CDL-HT's Q1 results were largely in line with our forecasts, demonstrating a more positive hotel market than a year ago. Its stronger performance was partly due to the Singapore Airshow in February and the better-than-expected performance of the trust's Maldives portfolio.

With an expected stronger recovery in corporate spending in FY2014, we expect CDL-HT to benefit from this trend as about 55 per cent of its earnings are from corporate spending. Furthermore, earnings are likely to be further boosted by a fully packed calendar and multiple MICE (meetings, incentives, conventions and exhibitions) events this year.

However, the potentially more intense competition as the market digests the new supply of hotel rooms is likely to limit any expected upside to revenue per available room in FY2014.

We keep our Add rating with a higher target price of $1.97 as we raise our distribution per unit estimates for FY2014-FY2016, factoring in the stronger performance of both Maldives and Singapore portfolios.

3. King Wan

Broker: OSK-DMG

King Wan has received 116.32 million shares of Kaset Thai Industry Sugar (KTIS) worth $45.3 million, which will begin trading on the Stock Exchange of Thailand today. King Wan will recognise a $24 million profit, and we continue to expect a one cent special dividend to be declared for FY2014, increasing to 1.5 cents for FY2015 and beyond.

Further, there may be long-term capital gain potential from the KTIS shares due to rebounding sugar prices and KTIS' investment in two new biomass electricity plants with its initial public offering proceeds, which is expected to drive earnings growth.

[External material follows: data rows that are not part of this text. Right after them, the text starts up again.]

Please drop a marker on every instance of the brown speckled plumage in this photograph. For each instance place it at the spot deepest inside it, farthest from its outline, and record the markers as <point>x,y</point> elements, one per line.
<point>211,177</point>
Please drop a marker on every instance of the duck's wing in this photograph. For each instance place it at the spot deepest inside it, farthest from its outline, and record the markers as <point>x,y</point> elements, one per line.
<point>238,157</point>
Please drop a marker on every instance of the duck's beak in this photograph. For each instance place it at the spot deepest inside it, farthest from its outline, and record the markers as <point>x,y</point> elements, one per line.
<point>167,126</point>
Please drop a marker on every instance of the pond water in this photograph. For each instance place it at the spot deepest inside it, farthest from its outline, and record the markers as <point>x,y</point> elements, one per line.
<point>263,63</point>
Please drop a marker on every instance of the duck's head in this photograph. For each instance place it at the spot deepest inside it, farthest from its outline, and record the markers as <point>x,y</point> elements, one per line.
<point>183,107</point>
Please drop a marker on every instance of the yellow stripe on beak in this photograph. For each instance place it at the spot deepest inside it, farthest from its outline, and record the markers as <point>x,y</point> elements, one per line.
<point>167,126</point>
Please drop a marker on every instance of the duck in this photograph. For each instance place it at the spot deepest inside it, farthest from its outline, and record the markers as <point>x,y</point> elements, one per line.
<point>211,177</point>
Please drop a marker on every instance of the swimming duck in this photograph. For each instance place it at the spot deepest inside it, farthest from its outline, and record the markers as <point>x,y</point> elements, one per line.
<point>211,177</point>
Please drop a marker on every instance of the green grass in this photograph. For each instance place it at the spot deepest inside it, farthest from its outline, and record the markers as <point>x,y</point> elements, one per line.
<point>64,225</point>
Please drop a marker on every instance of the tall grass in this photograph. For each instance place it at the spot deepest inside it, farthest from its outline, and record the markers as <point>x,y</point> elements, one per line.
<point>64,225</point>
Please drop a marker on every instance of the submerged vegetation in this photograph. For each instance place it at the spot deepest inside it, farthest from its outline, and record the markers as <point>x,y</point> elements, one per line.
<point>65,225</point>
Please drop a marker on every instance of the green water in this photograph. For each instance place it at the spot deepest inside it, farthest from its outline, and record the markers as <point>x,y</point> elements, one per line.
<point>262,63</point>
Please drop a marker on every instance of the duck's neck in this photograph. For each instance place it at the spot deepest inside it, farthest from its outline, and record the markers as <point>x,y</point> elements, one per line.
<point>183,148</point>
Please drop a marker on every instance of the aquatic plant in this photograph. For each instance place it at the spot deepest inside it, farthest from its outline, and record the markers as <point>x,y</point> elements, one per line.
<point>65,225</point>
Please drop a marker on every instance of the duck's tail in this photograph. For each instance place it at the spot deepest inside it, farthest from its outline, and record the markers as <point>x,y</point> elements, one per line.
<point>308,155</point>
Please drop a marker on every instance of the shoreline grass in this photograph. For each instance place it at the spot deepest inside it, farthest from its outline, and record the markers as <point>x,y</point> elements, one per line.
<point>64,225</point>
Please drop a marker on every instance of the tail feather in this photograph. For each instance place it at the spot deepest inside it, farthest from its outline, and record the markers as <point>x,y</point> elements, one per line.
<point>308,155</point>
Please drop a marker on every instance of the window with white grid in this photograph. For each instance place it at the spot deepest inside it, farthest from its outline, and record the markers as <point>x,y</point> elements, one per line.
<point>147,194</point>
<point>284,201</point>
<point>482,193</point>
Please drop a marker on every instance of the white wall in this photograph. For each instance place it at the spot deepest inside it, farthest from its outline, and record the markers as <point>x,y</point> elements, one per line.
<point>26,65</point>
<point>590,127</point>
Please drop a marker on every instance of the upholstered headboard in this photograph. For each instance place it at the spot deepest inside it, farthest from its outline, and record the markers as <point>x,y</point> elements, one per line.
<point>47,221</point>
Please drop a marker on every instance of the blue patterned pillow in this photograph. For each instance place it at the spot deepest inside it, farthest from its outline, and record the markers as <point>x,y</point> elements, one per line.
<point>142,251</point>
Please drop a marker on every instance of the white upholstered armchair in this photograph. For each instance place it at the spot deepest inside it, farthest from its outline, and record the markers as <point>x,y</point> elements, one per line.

We estimate King Wan's sum-of-the-parts valuation to be $0.49 per share. Interestingly, King Wan's price of $0.335 today implies a core price/earnings ratio of 0.5 times. Alternatively, the share price implies 7.75 times core price/earnings and zero value for the entire KTIS stake.

We maintain Buy with $0.43 target price based on a 7 per cent required yield, though a lower required yield is arguable.